Как вдруг с треском растворилась дверь из малой горницы, бросилась оттуда простоволосая женщина, глава что угли, ахнуть мы не успели, выбила у Болотникова из рук чару.

— Аспид! — кричит. — Душегуб! Держи его! Фрязин, Фрязин, как ты недосмотрел!

Да где — держи! Щур этот, Щелконог, подносом — по свечам, да в темноте — в дверь. Да слышим — горохом с крыльца. Засвистели на улице эдак страшно, да потом дробный конский топот.

— Сидеть! — крикнул Болотников. — Всем сидеть! Фрязин, ты один за ним! Огня!

Внесли огня, зажгли свечи, кинулись из изб. А там только пыль снежная по улице.

— Не уйдет! — тихо сказал Болотников. — От Фрязина не уйдет. — Вернулись в избу. Женщина к нему бросилась, обняла, плачет.

— Ну, ну, Эльза, перестань, успокойся, — погладил ее воевода по голове, увел.
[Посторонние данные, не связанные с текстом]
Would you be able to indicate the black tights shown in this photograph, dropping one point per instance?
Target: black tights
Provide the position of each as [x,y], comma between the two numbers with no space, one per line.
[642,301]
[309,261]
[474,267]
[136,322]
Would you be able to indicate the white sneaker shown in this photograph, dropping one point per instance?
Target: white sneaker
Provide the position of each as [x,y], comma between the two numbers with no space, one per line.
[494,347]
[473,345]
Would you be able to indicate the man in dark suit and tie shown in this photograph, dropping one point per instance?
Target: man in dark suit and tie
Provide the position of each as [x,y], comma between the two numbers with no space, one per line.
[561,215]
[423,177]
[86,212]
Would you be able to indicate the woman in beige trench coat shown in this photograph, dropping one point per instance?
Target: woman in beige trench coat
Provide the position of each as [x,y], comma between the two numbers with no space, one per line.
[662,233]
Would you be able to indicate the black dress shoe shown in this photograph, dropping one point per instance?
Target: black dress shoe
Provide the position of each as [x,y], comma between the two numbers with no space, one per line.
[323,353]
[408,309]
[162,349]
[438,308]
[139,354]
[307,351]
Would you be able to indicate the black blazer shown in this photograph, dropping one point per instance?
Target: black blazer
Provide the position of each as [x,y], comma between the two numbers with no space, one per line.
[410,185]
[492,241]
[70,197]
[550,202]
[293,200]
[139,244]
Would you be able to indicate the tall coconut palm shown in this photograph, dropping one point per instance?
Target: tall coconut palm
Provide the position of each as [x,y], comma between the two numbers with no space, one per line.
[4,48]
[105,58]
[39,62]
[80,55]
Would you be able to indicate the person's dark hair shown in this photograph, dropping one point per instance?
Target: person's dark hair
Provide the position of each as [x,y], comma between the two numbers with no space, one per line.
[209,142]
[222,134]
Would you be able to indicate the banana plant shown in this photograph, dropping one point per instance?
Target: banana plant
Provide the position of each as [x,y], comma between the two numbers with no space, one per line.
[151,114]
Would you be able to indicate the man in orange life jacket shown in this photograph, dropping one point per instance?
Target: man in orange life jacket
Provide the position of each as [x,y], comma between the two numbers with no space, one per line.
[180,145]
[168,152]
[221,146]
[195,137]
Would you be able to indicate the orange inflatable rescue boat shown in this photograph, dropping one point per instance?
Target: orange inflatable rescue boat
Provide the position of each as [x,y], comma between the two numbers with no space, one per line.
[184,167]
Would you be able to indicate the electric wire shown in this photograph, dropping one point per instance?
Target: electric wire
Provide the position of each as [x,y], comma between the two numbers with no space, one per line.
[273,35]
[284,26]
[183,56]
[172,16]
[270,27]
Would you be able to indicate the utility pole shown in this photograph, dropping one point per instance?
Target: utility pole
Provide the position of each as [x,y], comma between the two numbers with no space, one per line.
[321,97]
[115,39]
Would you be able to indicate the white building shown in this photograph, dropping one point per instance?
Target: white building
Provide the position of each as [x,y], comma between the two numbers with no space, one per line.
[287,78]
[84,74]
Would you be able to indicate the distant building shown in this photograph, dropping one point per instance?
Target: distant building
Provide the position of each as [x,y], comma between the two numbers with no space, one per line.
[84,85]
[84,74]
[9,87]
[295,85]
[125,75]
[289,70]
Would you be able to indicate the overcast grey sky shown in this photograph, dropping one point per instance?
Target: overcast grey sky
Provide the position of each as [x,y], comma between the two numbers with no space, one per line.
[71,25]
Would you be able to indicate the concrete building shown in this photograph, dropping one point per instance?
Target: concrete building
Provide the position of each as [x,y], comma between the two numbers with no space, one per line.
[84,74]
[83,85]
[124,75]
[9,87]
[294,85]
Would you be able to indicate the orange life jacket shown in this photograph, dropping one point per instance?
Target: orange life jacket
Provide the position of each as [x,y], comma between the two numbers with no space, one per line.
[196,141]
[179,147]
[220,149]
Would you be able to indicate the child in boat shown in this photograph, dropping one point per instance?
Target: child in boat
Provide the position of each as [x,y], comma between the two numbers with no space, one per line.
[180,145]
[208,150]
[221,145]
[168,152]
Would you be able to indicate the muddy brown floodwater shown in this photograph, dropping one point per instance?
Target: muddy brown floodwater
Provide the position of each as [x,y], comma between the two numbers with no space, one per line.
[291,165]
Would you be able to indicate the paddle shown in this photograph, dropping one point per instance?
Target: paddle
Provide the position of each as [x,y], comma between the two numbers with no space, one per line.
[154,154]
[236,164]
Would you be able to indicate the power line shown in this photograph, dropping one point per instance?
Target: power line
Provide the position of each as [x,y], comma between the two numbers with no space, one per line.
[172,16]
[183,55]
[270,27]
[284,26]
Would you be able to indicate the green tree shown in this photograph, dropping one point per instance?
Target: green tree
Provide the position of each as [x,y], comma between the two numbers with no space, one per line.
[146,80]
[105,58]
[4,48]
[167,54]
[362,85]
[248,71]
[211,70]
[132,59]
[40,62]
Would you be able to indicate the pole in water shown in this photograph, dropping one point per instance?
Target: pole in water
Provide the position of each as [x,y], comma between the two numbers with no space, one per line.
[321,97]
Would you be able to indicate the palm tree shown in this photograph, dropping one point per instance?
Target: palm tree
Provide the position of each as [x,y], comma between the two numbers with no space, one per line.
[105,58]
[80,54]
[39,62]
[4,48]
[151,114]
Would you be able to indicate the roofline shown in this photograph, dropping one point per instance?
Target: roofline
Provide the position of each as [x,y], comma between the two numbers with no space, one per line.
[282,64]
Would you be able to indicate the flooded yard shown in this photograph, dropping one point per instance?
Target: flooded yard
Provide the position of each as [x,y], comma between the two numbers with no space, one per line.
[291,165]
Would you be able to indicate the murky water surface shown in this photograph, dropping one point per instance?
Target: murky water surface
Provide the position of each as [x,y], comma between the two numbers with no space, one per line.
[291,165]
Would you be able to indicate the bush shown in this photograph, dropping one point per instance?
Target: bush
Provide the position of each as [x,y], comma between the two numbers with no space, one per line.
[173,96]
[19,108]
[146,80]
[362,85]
Через час воротился Фрязин. Зубы стиснуты, глаза тусклы, мертвы, и весь будто закоченел. Болотников вышел:

— Ну?

— Не дался он, Шуйского выкормыш. Зарубил я его. Обыскал. Ничего не нашел. Коня привел.

Фрязин тяжело сел к столу, стал пить пиво.

Отступали мы, да все на юг, на юг. Так и до Серпухова добежали. Думали тут отсидеться. Да город этот затворился.

Утром зимним студеным стояли у его стен. Невысоки, но крепки. Венцы бревен черные, уступами вверх уходят. Небо посветлело, с востока малиновая заря подымается. На стенах серпуховских, над вратами — часовня. В часовне — окошко, в окошке — огонек колышется.

— Эгей! — закричал Фрязин. — Эгей! Живая душа есть? Отворяй ворота!

Глядим: в окошко голова просунулась. Человек простоволосый, с глазами вострыми на нас уставился. Смотрел, смотрел, махнул рукой:

— Проезжайте! — крикнул козлиным голосом. — Не будет вам здесь пристанища. Боимся. Не отворим города.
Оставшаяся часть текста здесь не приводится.